2. Subjective Pain Reporting: The VAS, Oswestry, Vernon-Mior, and similar questionnaires which elicit the patient’s subjective pain level provide frequent ammunition to insurers who wish to characterize you as a fraud. If a patient has rated their pain at a severe level but your examination demonstrates less severe findings, it is critical that you indicate you have considered the patient’s pain rating and incorporated it into your diagnoses and treatment recommendations.
3. Objective Findings: Given the nature of these cases, it is not unusual for there to be little to no change made in objective findings between multiple visits. If your exam identifies no change in findings between two visits, explain why in your note so that no one can later accuse you of merely cutting and pasting a finding from one note to the next without having conducted an exam.
4. Diagnoses: It will not be unusual for diagnoses to carry over from visit to visit in these patients as well. If diagnoses are being carried over from one visit to the next, explain why in the note.
5. Diagnostic Tests: If you recommend a test, explain why. If the test is done, you must continue to seek a copy of the results throughout the pendency of your treatment. If the results are not obtained but you continue treatment, explain in the notes that you are still interested in seeing the test results and why you feel comfortable continuing treatment in their absence.
If the patient does not get the test, acknowledge this in your notes as well as why you feel comfortable continuing treatment anyway. (All of this same advice applies to referrals to other specialists and records sought from previous providers).
6. Canned Language: Avoid the repeated use of canned language such as that which describes the general purpose of a particular modality.
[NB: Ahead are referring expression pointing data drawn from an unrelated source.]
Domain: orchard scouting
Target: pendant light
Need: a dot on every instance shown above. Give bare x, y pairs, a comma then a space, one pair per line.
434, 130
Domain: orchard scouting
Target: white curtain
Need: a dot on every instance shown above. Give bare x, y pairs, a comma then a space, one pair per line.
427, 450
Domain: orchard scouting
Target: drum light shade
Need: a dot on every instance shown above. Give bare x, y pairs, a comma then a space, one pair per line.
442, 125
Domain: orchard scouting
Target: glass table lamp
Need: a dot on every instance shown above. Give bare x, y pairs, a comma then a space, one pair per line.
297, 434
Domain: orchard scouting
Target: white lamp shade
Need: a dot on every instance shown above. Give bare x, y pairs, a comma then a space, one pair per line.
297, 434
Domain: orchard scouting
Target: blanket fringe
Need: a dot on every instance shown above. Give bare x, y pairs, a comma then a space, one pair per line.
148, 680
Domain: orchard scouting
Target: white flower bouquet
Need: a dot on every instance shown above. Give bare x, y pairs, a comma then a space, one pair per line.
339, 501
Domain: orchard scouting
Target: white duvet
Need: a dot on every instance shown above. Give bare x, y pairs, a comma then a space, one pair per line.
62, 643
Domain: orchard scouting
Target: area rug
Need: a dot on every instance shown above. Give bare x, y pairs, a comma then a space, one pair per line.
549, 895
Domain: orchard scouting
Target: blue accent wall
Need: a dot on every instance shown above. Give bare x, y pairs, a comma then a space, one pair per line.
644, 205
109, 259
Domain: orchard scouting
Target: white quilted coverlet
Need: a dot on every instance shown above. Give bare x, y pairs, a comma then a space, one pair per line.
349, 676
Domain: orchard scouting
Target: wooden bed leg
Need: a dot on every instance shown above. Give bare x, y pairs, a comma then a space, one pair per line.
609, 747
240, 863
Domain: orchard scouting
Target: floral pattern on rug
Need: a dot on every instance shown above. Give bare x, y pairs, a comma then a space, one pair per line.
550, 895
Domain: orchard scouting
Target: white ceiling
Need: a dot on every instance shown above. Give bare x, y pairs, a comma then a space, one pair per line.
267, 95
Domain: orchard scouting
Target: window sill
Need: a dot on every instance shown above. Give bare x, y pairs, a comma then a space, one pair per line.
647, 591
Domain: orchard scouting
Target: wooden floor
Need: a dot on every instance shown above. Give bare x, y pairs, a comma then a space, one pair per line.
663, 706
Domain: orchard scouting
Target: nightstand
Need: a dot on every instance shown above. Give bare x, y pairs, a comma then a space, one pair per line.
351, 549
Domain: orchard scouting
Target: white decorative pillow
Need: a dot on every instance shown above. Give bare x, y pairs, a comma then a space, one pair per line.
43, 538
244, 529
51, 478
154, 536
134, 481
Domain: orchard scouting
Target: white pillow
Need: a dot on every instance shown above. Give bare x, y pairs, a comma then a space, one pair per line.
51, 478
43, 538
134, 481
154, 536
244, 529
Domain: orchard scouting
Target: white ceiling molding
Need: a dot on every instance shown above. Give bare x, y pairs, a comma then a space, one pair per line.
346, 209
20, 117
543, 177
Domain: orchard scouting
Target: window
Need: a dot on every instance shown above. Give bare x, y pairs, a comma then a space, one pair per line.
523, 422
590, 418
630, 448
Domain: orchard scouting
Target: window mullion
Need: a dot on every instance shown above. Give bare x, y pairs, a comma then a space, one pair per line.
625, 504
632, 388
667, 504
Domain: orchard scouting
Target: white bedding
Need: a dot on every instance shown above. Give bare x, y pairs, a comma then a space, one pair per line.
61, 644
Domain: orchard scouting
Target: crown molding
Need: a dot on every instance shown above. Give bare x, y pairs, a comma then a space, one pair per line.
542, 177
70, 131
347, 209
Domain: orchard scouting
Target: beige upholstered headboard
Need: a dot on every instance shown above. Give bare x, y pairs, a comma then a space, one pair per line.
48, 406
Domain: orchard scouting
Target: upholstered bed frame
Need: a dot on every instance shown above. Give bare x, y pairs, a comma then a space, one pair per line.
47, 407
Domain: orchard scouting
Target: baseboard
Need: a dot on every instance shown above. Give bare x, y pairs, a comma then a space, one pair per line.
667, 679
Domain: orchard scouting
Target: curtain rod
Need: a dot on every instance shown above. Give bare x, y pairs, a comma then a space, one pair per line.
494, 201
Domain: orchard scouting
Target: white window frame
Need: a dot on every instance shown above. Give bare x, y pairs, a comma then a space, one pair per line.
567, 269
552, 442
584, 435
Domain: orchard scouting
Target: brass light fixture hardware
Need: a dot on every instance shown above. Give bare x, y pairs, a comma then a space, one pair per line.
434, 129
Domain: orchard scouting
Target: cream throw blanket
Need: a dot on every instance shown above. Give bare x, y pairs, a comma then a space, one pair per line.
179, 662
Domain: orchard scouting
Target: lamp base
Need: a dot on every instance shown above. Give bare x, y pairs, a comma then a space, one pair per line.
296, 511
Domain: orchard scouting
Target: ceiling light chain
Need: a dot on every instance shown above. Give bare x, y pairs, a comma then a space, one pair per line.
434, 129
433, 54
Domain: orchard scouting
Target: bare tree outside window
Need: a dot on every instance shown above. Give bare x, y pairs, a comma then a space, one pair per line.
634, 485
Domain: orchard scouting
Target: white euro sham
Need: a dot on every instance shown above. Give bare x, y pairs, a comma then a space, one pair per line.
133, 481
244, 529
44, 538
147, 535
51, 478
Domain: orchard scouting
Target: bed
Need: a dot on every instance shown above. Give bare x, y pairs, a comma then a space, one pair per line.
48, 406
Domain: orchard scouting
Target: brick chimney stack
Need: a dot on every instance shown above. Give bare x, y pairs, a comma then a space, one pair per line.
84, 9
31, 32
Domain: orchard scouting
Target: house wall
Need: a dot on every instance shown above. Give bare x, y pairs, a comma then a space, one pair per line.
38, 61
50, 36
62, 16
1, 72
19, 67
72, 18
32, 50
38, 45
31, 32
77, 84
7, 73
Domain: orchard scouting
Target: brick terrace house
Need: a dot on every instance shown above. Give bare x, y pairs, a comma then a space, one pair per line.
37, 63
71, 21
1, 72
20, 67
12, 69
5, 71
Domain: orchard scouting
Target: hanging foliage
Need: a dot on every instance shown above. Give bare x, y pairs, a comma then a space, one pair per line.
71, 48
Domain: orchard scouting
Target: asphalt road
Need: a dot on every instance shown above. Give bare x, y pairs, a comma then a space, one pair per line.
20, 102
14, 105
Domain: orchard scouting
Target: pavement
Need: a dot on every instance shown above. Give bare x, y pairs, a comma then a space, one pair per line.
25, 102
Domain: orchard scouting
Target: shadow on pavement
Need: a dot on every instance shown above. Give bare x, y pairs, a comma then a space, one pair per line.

Any language which appears over and over again in your records verbatim, regardless of its accuracy and applicability each time it is used, plays right into the accusation being made against you.
7. Adding/Subtracting Treatment & Findings: When you add or subtract a treatment or finding, make specific note that you have done so and why. It is impossible in retrospect to identify small changes in treatment or findings which are not separately identified. For example, if an initial finding of fixation at C1-5 is changed on visit number three to fixation at C3-5, note that you no longer find fixation at C1-2.
8. Individuality of Chiropractic Treatments Provided: Instead of merely noting that you performed traction on each visit, identify the individual type, setting, size, etc., and the reason you have selected it for the patient. Similarly, if your segmental adjusting technique varies from one visit to the next, specify the technique used and why you chose it that day.
9. Medico-Legal Language: Although it certainly can be used by your patient to support their personal injury claim in court, your treatment record need not and should not reflexively offer medico-legal language like “reasonable degree of medical certainty” or a causation opinion. If your patient is in need of such opinions, upon their request create a separate letter or report which does so.
10. Patient Progress: Do not let your notes be silent with respect to how a patient’s progress from treatment is impacting your ongoing decision-making. If a patient is showing little or no progress, explain why you are recommending the treatment to continue as it has, or what changes you are making, or what future results might influence you.
The above are merely the top 10 ways chiropractors can add to their record-keeping in order to demonstrate the individuality of their care on a daily basis. Although it will certainly require more effort and time to do so, eliminating your exposure to a false claim of “predetermined treatment” makes the effort well worth it.